Cross-reference: non-DNX variant already has this fix

The sibling saibcm-modules/debian/rules (non-DNX) already uses ln -sfn:

# saibcm-modules/debian/rules, lines 92-93:
cd /; sudo ln -sfn /usr/src/linux-headers-$(KVER_COMMON)/ /lib/modules/$(KVER_ARCH)/source
cd /; sudo ln -sfn /usr/src/linux-headers-$(KVER_ARCH)/ /lib/modules/$(KVER_ARCH)/build

So this is a delta the DNX branches missed when copy-pasting the recipe. The fix is behaviorally identical when no concurrent observer is racing, and race-free when one is.

Affected branches

The same rm + ln -s pattern is present in (at least):

• sdk-6.5.35-dnx (this PR's base)
• sdk-6.5.34-dnx-gpl
• sdk-6.5.32-dnx-gpl-trixie
• sdk-6.5.32-dnx-gpl
• likely older DNX branches as well

This PR targets sdk-6.5.35-dnx since the buildimage submodule currently floats commits forward through there.

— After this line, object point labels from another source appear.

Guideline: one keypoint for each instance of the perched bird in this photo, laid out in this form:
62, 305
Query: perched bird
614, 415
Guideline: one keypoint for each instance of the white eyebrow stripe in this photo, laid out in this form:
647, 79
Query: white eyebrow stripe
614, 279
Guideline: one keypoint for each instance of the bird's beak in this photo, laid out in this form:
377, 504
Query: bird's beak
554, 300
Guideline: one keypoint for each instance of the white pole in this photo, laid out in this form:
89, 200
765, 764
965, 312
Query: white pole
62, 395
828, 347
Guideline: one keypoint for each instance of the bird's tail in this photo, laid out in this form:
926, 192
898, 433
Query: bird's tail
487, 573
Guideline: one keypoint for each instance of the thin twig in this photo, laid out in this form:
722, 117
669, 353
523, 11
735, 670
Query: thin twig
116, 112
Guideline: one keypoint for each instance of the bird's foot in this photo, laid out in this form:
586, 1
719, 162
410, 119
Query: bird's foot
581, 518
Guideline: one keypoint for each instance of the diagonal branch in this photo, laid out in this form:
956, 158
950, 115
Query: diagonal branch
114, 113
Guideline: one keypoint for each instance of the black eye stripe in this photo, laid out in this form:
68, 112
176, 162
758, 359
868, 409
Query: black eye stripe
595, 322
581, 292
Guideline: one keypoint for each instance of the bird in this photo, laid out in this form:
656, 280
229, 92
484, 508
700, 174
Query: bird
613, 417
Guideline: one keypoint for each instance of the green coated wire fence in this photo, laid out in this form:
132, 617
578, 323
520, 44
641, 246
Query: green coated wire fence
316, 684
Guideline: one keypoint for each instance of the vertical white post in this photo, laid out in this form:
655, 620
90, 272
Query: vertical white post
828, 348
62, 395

The patch is trivial to cherry-pick to the other active DNX branches; happy to file follow-ups if maintainers prefer.

Test plan

• Reviewed sibling recipe saibcm-modules/debian/rules already uses ln -sfn; behavior is otherwise identical.
• Verified the failure mode is reproducible under SONIC_BUILD_JOBS=12 Broadcom build, both pre-patch (fails) and that the only difference at fault is this non-atomic symlink replacement.

[mssonicbld]

/azp run

[azure-pipelines]

No pipelines are associated with this pull request.